Nor for the private sector to get us back into orbit, as Obama assumes it will. True, hauling MREs up and trash back down could be done by private vehicles. But manned flight is infinitely more complex and risky, requiring massive redundancy and inevitably larger expenditures. Can private entities really handle that? And within the next lost decade or two?
The question isn’t whether the private sector can handle such a task. It’s what policies does the government actively promote, from taxation to currency debasement, which prevent the capital accumulation necessary to fund such a costly endeavor. With less resources being squandered away by NASA’s bureaucracy, that means more left in the hands in entrepreneurs who “might have a chance to actually prosper down the road” and “carry the water instead of drink the water,” to borrow a phrase from Rick Santelli. If space travel can’t be funded by entrepreneurs and investors looking to buy low and sell high, than it ends up being another avenue in which to destroy wealth. Government is and will always be incapable of allocating resources effectively. The political time horizon only runs as far as the next election. The return on investment for any politicians means convincing enough saps to check the ballot box next to their name. It has nothing to do with economization and all to do with paying off campaign supporters. NASA’s various attempts at space travel are bridge to nowhere projects like every other government boondoggle.
And as this exhaustive report conducted by Katherine Mangu-Ward of Reason Magazine shows, space exploration is being pursued by a number of private individuals and companies. These “Rocket Men” are interested in offering a service at a profit and not appeasing their political benefactors. Their success will be dependent solely on whether the methods and technology they utilize actually enrich the lives of others. It won’t aid in the advancement of the static bureaucracy known as the National Aeronautics and Space Administration.
Mises pinned down the fundamental predicament massive bureaucracies like NASA long ago:
Thus, the characteristic mark of bureaucratic management is that it lacks the guidance provided by considerations of profit and loss in judging the success of its operations in relation to the expenses incurred and is consequently obliged, in the effort to compensate for this deficiency, to resort to the entirely inadequate expedient of making its conduct of affairs and the hiring of its personnel subject to a set of formal prescriptions. All the evils that are commonly imputed to bureaucratic management — its inflexibility, its lack of resourcefulness, and its helplessness in the face of problems that are easily solved in profit-seeking enterprise — are the result of this one fundamental deficiency.
Contrary to Krauthammer, NASA has never represented America’s collective vision of frontier exploration. It has been just another bureaucratic black hole for Washington to throw dollars at in hopes of buying reelection. As investor and avowed anarchist Doug Casey thoughtfully observes on the inefficiency of NASA:
We should have colonies on the moon by now, and more: We should be mining the asteroids and developing real estate on Mars. There should be active homesteading going on out there right now.

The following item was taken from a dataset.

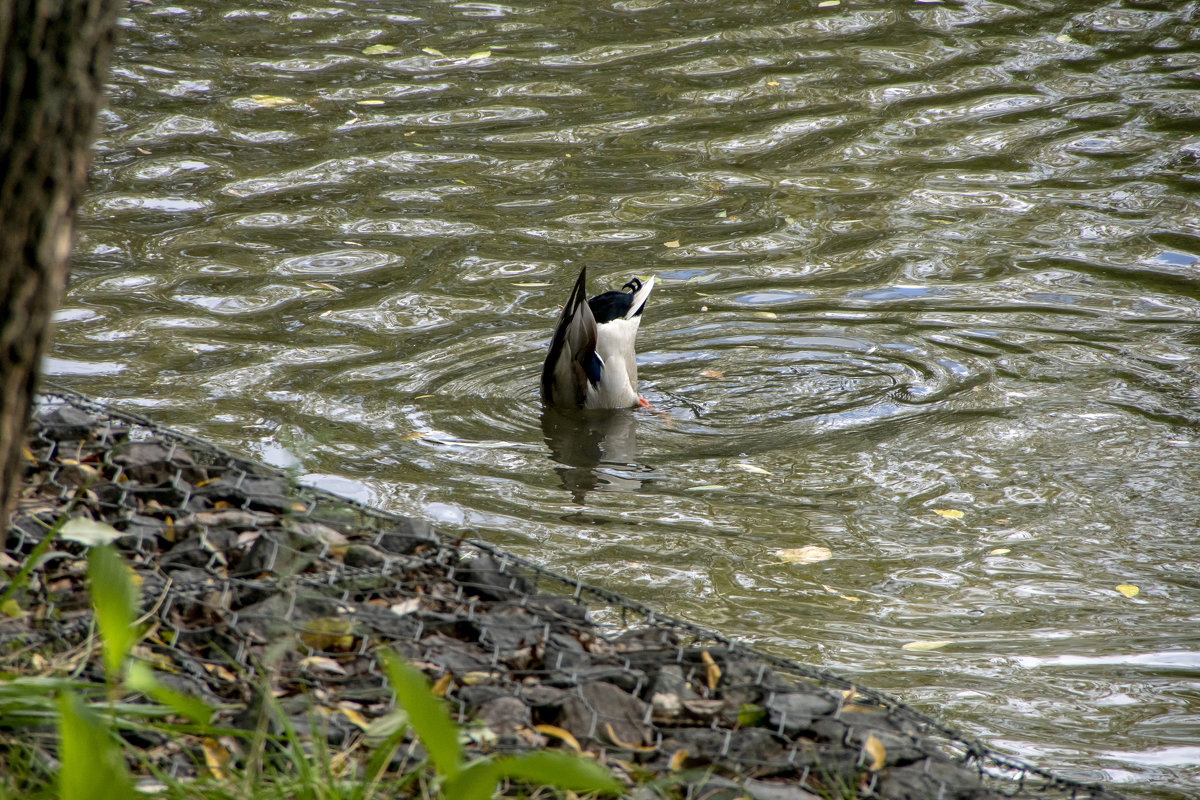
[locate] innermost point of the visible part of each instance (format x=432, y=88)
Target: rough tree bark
x=53, y=61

As you say, the technology for doing it is fairly mature – and would be far more so if the field had been left to the private sector, which always does things faster and more efficiently than the state.
Because one of the main tenets of economics is considering the unseen, then it can be assumed that space exploration would very well be advanced far beyond what we see today if it was left completely out of the hands of the state. If Krauthammer truly wished the human race capable of traveling into the new frontier of the stars, he would welcome NASA cuts rather than lament. I know I am.